Childhood cancer: in Toulouse, the laser to fight against canker sores, adverse effects of chemo
To limit the very painful side effects of sideburns in children, the Toulouse University Hospital is piloting a study to establish a national laser care protocol. The goal is to relieve them from oral inflammation such as canker sores which can prevent them from eating and force medical teams to temporarily stop treatment.
In children with cancerous tumors treated by fertilization, oropharyngeal mucositis (complications of the oral mucosa that cause the equivalent of a “field of mouth ulcers” in the mouth) are commonplace. Indeed favored which attack the cancerous cells, destroy with the passage all the cells of the organization which develop them also quickly.
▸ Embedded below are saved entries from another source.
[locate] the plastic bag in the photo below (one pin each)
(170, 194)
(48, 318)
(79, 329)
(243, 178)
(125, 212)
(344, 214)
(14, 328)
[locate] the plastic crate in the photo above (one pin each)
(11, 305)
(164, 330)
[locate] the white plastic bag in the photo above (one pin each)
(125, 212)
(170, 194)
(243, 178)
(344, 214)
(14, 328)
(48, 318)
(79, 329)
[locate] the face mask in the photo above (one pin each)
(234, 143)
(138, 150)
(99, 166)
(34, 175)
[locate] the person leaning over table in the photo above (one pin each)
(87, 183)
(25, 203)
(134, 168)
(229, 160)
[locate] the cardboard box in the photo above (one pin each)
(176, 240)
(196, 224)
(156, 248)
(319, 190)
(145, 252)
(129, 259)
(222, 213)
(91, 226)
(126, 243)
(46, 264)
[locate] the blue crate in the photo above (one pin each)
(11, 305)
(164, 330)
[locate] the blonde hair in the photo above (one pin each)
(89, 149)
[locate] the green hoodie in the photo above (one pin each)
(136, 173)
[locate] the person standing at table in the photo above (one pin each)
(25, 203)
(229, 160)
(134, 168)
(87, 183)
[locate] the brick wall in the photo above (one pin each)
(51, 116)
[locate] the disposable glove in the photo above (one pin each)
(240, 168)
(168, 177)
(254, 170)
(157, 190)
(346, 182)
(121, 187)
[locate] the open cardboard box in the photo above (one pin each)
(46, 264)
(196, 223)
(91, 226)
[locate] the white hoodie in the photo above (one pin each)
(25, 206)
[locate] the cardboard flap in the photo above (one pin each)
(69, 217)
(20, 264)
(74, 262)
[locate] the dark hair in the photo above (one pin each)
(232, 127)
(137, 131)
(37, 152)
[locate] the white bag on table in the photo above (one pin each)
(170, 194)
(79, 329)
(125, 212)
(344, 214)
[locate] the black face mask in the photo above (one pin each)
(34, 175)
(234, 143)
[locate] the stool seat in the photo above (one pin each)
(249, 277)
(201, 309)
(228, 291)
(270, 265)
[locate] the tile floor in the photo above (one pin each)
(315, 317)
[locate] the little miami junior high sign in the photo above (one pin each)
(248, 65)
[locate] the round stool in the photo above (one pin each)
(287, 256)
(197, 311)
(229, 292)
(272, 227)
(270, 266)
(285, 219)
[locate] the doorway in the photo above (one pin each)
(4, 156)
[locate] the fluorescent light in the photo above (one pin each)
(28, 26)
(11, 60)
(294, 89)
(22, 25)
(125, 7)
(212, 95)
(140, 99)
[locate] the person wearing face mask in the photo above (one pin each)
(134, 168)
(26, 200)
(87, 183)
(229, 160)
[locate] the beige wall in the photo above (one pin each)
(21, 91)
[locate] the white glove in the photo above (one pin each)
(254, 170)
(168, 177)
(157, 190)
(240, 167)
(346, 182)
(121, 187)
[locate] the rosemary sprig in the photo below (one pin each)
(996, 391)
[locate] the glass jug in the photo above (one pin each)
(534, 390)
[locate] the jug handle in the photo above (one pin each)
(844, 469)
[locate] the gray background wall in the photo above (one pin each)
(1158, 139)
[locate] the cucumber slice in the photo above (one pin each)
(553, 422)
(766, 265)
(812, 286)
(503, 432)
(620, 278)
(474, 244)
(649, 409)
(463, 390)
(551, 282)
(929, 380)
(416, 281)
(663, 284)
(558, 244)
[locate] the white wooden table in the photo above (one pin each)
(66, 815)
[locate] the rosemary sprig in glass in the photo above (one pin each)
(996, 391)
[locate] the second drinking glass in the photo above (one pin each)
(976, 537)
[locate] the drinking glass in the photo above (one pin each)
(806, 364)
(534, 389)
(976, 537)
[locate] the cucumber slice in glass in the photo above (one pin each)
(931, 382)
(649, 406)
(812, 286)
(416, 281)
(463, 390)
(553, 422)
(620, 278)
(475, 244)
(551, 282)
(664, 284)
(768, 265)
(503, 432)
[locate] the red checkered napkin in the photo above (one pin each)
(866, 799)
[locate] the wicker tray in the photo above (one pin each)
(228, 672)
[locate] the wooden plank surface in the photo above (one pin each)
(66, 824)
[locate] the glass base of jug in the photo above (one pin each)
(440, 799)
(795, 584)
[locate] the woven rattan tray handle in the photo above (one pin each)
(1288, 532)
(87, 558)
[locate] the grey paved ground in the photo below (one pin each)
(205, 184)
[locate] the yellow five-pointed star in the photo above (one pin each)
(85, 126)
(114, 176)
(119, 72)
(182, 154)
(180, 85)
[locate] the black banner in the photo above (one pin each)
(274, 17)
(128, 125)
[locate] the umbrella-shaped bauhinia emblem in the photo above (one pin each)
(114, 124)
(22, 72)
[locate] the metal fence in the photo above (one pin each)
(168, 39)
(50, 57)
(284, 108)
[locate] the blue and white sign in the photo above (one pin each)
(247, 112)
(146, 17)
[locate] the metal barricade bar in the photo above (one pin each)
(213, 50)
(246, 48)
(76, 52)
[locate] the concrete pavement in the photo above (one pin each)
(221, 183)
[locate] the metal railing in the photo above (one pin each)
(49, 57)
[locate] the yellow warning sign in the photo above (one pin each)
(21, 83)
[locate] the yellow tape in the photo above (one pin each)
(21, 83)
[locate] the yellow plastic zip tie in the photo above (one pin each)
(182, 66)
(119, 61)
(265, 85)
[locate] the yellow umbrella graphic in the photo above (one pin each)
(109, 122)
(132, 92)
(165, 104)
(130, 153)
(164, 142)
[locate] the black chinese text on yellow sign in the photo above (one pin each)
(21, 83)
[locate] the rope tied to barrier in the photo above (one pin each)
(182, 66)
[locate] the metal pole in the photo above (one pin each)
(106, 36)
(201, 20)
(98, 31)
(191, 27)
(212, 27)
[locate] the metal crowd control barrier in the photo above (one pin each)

Thus the hair falls and the oral mucous membranes, in permanent renewal, are destroyed.
“These very painful inflammations appear in a few days and are treated with local symptomatic treatments (mouthwashes), analgesics and in the most severe cases with morphine”, describes Professor Marlène Pasquet who is leading the study at the University Hospital. (university hospital center) of Toulouse, But the young patients then struggle to eat and weaken to the point of sometimes seeing their treatment temporarily stopped. »
Accompaniment of the laser in care
These side effects also result in underprivileged adults. But unlike children, the curative application of low-power laser is part of their routine management regimen.
“For children, no uniform protocol exists until now, the centers applied a laser session once or twice a day, or every other day, or not at all…” describes the doctor.
Creating a national protocol is the objective of the randomized study CURALASE01 transmitted in May 2021 within the hematology-oncology department of the children’s hospital and labeled by the French society for childhood cancers (SFCE ). “We do an extra-oral scan with the red light from the laser and then instruct them to open their mouths to apply to the painful lesions. Half of the cohort will benefit from the laser every other day, the other half every day. Next May, an interim analysis will be carried out to measure the impact of the laser on the progression of pain and the size of mouth ulcers and to validate whether one of the two protocols gives the best results. If the differences are not yet noticeable, the study will continue. The objective is to eventually include 406 children in 18 centers in France. To date, 26 patients are being followed (including 6 in Toulouse).